Japan's Birth Dearth
Today I noticed a news story about tele-obstetrics in Japan -- web-cam assisted pregnancy care. To those with a less jaundiced eye on the country, it dovetails with the standard view of Japan as a dizzyingly high-tech country. The real reason is different: the countryside (a source of voters for the Liberal Democratic Party, which is neither) is becoming one vast old folks home, and young couples especially would rather not have their children in a rural hospital system that's increasingly an archipelago of geriatric wards. Obstetric units are on the decline everywhere in Japan, but especially out in the sticks. The Powers That Be tend not to be very experimental (the country's medical association just recently considered the idea of endorsing surrogate motherhood, and voted it down), but they'll try anything just to keep the countryside populated.
I live in Takadanobaba. You won't see Aging Japan here. But Baba is different: it's home to a major university campus and countless little trade schools, where young people can learn everything from advanced animation techniques to flower arranging. Once, when I was coming back from a hike in Okutama, one of our party looking out the train window exclaimed "wakamono!" -- "young people!" We were back inside the Tokyo urban core, where social surface tension -- and a generally more interesting, if more expensive, existence -- causes young people to collect and cluster.

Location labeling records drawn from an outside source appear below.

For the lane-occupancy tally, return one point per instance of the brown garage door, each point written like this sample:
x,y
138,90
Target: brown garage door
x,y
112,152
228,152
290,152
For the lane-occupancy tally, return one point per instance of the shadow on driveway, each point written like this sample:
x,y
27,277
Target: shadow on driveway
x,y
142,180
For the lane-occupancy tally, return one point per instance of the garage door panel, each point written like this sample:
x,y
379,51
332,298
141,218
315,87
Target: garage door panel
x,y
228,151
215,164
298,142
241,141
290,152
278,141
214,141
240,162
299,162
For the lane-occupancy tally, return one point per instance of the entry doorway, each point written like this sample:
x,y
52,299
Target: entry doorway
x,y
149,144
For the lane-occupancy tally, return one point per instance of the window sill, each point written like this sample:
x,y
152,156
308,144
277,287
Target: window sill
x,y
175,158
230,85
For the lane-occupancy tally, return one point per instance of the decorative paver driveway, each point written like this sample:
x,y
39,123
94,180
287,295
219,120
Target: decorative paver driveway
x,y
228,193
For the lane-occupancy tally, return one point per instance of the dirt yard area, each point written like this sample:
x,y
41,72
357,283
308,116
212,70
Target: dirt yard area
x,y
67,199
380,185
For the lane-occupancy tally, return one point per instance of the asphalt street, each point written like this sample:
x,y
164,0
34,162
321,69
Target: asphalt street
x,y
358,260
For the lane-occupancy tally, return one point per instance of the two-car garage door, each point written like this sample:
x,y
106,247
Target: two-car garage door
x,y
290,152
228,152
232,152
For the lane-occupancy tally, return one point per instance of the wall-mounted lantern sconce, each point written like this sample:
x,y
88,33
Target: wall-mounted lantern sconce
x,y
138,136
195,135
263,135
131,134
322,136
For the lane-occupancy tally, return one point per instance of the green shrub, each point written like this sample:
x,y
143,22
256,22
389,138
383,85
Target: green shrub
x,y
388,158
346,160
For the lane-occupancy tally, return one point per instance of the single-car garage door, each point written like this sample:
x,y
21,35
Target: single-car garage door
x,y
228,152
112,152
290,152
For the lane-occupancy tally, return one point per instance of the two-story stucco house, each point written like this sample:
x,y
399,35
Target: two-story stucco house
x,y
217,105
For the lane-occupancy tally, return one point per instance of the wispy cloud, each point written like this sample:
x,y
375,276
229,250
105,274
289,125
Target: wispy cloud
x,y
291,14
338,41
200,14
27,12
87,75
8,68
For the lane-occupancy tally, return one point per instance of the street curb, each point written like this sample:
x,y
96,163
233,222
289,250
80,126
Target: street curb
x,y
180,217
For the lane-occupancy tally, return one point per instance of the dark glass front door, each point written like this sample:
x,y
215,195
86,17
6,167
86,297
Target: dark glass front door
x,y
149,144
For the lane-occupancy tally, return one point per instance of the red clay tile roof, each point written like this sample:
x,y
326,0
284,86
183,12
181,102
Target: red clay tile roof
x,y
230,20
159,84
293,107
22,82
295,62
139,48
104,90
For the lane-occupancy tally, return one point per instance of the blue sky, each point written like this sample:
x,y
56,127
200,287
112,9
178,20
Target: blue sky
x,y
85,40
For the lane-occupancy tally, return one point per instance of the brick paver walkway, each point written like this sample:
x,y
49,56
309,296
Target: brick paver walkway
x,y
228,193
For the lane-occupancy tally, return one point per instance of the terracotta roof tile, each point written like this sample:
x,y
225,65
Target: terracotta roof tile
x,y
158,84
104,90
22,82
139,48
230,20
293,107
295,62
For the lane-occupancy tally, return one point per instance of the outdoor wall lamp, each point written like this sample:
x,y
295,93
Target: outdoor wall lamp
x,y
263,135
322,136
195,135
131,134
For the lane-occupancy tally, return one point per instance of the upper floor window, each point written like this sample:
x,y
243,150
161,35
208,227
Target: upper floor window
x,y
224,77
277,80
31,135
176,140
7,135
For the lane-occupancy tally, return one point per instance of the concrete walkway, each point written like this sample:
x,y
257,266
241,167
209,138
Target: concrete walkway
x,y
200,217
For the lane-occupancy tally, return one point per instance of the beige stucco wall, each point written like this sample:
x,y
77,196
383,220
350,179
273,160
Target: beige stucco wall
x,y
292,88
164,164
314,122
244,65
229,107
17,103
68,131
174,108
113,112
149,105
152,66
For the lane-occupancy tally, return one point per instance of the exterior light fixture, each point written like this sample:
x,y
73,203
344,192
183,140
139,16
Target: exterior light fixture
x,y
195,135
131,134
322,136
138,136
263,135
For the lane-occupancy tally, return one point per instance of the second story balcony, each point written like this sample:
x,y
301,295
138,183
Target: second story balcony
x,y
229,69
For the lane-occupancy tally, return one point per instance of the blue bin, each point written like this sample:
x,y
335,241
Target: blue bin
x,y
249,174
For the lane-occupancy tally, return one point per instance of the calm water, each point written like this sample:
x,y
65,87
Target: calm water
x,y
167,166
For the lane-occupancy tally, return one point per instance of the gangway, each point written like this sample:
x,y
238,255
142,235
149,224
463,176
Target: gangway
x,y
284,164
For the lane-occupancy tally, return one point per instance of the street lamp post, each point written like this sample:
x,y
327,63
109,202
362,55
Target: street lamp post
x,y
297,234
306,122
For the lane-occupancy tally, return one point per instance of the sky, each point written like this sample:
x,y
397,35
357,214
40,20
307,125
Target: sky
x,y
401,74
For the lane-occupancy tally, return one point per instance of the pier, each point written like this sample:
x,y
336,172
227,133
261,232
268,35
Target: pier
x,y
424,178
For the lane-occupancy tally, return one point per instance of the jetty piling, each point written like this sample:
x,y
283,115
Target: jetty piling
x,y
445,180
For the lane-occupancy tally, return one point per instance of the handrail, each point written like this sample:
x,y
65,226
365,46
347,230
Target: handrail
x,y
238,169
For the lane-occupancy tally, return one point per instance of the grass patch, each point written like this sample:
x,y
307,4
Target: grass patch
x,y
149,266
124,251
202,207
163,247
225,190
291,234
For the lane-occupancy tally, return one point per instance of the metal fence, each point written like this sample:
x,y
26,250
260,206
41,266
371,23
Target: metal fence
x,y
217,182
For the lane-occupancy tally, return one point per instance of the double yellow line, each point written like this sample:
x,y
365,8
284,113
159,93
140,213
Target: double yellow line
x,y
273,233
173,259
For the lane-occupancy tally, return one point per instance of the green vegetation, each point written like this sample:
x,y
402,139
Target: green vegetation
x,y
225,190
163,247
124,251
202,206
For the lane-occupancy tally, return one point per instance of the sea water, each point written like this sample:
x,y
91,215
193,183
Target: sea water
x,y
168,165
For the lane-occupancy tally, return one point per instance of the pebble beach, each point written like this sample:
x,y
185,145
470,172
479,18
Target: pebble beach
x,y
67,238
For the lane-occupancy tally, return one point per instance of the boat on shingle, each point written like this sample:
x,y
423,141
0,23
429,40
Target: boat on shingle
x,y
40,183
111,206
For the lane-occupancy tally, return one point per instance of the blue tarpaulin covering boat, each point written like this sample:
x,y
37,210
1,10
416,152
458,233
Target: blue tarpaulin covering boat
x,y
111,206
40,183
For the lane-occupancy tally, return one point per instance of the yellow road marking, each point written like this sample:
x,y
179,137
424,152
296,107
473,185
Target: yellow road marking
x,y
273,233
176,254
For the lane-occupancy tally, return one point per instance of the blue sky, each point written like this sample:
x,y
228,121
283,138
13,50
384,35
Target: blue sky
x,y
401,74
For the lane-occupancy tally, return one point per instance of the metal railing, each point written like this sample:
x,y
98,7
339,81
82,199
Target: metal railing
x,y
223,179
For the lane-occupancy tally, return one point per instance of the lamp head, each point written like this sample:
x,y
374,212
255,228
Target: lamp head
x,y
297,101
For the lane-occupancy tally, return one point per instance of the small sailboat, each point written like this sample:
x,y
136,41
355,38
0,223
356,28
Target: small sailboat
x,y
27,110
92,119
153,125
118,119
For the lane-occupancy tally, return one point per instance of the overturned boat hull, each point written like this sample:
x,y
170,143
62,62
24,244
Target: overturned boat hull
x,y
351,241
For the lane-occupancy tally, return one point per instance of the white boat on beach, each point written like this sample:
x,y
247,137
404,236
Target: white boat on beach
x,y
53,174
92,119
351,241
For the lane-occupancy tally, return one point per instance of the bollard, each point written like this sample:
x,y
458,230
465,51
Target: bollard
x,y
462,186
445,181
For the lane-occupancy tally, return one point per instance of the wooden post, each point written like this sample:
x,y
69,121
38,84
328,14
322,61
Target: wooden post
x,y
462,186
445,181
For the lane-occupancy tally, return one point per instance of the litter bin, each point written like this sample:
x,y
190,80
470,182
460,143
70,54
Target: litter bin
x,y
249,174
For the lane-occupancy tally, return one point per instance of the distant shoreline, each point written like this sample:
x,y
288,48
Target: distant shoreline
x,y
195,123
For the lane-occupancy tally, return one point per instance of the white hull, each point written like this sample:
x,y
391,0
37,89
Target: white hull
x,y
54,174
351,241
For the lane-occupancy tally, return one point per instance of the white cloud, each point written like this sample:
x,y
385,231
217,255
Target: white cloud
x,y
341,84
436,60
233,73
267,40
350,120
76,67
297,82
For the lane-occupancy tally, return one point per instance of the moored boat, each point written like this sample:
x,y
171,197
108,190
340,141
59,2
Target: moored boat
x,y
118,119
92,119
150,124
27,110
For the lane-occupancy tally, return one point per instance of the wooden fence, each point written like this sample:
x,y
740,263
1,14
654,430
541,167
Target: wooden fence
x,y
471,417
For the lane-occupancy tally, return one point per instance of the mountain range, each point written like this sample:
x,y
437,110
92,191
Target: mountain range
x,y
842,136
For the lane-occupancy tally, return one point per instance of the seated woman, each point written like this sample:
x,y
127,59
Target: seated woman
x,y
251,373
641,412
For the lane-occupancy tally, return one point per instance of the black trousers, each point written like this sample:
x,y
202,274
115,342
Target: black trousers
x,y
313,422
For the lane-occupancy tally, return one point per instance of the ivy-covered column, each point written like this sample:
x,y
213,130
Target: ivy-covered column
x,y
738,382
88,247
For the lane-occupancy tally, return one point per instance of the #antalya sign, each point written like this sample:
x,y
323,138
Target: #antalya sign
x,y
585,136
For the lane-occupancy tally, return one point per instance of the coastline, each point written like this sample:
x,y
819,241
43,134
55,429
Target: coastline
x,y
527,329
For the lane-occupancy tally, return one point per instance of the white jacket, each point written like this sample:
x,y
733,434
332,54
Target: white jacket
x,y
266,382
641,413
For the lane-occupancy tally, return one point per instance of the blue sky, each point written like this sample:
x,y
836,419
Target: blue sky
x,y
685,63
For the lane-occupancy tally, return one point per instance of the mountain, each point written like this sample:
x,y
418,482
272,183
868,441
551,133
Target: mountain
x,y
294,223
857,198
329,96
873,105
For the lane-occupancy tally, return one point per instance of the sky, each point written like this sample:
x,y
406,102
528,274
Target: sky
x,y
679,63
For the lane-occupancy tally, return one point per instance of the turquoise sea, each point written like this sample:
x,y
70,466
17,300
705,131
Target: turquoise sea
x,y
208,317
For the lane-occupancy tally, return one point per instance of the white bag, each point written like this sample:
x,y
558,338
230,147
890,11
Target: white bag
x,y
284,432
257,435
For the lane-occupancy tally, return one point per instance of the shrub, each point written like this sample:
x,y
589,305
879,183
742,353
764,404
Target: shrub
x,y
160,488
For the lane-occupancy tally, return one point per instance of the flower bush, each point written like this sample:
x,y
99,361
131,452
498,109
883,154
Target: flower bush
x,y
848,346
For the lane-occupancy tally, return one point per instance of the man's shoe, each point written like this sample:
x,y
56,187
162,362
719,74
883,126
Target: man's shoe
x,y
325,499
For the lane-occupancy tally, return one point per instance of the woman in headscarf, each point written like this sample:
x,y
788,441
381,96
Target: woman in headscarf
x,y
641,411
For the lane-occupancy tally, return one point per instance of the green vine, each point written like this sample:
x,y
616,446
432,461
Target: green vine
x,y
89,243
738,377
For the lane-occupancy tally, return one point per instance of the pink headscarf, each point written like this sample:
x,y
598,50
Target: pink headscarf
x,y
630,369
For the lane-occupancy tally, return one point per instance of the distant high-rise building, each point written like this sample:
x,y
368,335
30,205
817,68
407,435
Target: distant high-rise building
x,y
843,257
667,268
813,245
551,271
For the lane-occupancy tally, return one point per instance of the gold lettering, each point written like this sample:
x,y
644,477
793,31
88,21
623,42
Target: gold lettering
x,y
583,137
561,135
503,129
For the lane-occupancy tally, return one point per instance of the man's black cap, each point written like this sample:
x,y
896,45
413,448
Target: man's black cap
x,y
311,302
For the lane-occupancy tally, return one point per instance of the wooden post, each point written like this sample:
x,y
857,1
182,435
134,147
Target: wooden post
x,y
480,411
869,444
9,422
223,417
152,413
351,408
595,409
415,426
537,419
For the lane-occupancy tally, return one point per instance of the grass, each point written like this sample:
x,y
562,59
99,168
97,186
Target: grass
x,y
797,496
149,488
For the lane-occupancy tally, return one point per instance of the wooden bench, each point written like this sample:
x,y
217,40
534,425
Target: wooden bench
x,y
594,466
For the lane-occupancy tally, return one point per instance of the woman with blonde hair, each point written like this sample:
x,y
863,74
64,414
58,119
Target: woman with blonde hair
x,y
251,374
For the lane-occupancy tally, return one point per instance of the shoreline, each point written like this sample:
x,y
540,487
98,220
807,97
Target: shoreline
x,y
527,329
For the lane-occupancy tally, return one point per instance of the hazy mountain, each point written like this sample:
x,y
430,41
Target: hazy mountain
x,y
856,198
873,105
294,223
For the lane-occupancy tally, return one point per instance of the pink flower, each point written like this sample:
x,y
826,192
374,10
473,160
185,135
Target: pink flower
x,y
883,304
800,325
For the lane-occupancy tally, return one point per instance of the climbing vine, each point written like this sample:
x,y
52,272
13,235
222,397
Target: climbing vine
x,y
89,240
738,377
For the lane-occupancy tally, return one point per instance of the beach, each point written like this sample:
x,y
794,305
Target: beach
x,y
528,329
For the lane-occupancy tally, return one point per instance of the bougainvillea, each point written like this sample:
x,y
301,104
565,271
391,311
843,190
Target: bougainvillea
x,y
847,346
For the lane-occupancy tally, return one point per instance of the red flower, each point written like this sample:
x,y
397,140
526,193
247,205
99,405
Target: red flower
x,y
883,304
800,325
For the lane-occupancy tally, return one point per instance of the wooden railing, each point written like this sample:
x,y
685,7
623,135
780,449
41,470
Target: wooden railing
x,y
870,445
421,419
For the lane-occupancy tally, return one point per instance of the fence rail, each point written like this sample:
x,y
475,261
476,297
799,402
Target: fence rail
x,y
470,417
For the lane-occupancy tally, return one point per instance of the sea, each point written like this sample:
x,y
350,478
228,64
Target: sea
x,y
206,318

These urban puddles of the young are drying up.
Birth rates have been below replacement rate for a long time. Last year, I read a story saying 2008 would be the first year of population shrinkage. It was followed almost the next day by a correction: the statistics had been recomputed, and 2007 would be the First Year of Shrink. Not long after, the truth came out: Japan was already shrinking. These consecutive revelations weren't too much of a contradication of my beloved Spectrum of Mendacity: Lies, Damned Lies, Statistics, Government Statistics and Japanese Government Statistics.
7 Comments:
Quite worthwhile material, thank you for the post.
Really worthwhile data, much thanks for the post.
It is a pity that japan birth rate is getting smaller. The cultural problem that it is behind it. They should do something about it to improve it.